So you're going to Harvard. It all seemed so simple when that thick envelope came in the mail asking you to join the club, become one of us, a member of the fellowship of educated men and women, a student at America's premier university. How could you refuse that certificate with your name in stately calligraphy, your own invitation to a four-year cocktail party with the best and brightest?
But then, after you mailed back the postcard saying, "yes, of course I accept, are you kidding," then you started hearing it, it seemed, from everybody. "So you're going to Harvard?"
"They said it with knowing looks, with ironic smiles. The last word was always heavily italicized, it's last two syllables stretched to an impossible limit to make some point that you never got. Your friends said it, your neighbors, your relatives, teachers, sometimes even your parents. After a while, you started saying it to yourself, and it became more of a question than a statement.
"So you're going to Harvard?""To Harvard?" "To Haahvahd?" What did they mean, those seven letters that attached themselves to your name like a foreign knighthood? It was only the name of a college, but everyone seemed to hint that it was much more than that.
At first, the word sounded pretty impressive to you, too. But the more you thought about it, the more you pronounced it over and over in your head, the less you knew what it meant. Listening to other people talk about it made you only more confused.
You talked eagerly, almost defensively, about the great classes, the brilliant students, the proud tradition. But you really didn't know if Harvard way any of these things. In fact, the best reason you could honestly think of for choosing Harvard was that Harvard had chosen you. So now you're here, and you're ready to find out what it all means.

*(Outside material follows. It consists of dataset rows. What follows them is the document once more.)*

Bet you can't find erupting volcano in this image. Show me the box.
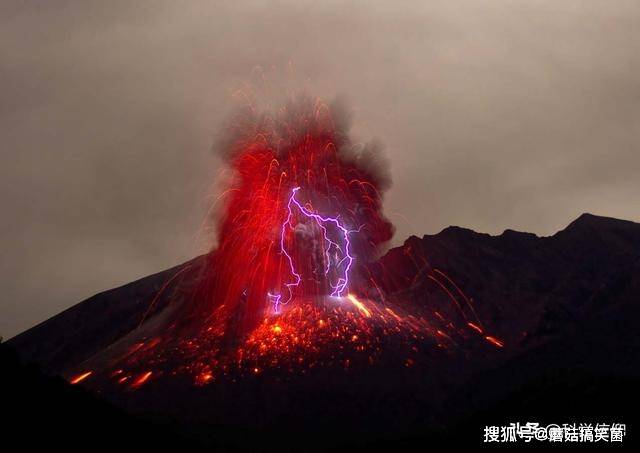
[47,98,503,389]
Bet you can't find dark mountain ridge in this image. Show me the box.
[8,214,640,446]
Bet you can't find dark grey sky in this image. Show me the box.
[0,0,640,338]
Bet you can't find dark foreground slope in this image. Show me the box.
[3,215,640,450]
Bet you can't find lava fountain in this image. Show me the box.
[70,98,503,390]
[188,98,393,334]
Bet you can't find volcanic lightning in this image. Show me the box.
[70,94,505,390]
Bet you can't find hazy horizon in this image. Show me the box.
[0,0,640,339]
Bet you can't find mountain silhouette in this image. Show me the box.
[7,214,640,449]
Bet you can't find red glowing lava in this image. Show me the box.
[188,95,393,332]
[66,98,504,389]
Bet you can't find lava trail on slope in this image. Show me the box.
[70,98,503,389]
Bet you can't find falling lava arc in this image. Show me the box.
[63,97,503,390]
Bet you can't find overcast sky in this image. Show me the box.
[0,0,640,338]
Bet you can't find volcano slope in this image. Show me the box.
[8,214,640,450]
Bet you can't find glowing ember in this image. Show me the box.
[71,95,504,389]
[69,371,93,384]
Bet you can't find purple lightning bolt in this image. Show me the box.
[268,187,354,313]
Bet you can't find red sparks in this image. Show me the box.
[69,371,93,385]
[72,95,504,389]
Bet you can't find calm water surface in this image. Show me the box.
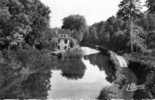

But you won't, not right away at least. It's not in the speeches from President Rudenstine and Dean Lewis, not in the Handbook for Students, not anywhere in the fliers and leaflets and publications that they sent you over the summer. In fact, what Harvard will come to mean to you will depend on who you are and what you do here for the next four years.
You can, if you choose, spend you time under the hothouse lamps of Lamont Library or the computer center, and Harvard will be your search for a veritas that you can footnote, explicate or write out to the fiftieth digit.
Or you can find an extracurricular group that will take you in. Then Harvard will be four years of putting out a newspaper or producing plays or helping the homeless. You can enter a Harvard of black-tie parties, gin-and-tonics, and walnut-paneled exclusivity. Harvard can be your ticket to $50,000 on Wall Street after graduation. Or it can be your forum to protest economic injustice and plan for the revolution.
You may play a major role in ground-breaking research. Or you may never meet a professor. You may publish poetry. Or travel to cameroon. Or try LSD. You may fall in love with someone and spend the next four years together.
Harvard may come to mean any of these things to you, or it may mean none of them. You may hate it here. The important thing though, is to be aware of the options open to you, and not let yourself be limited to stereotypes and expectations. Don't worry too much about screwing up, especially your first year, and let yourself try things that you might not have dared to at first.
Above all, meet your classmates, and don't just meet them at noisy parties and in sections. Instead, take the time to talk with people who really are different, people who may challenge your assumptions and make you think of things that you wouldn't have come up with on your own. There are a lot of people like that here.
And at the end of four years, when you get that other certificate with your name on it, you may still not know what those seven letters mean. But you will have had an experience that is your own and no one else's, and that will be enough.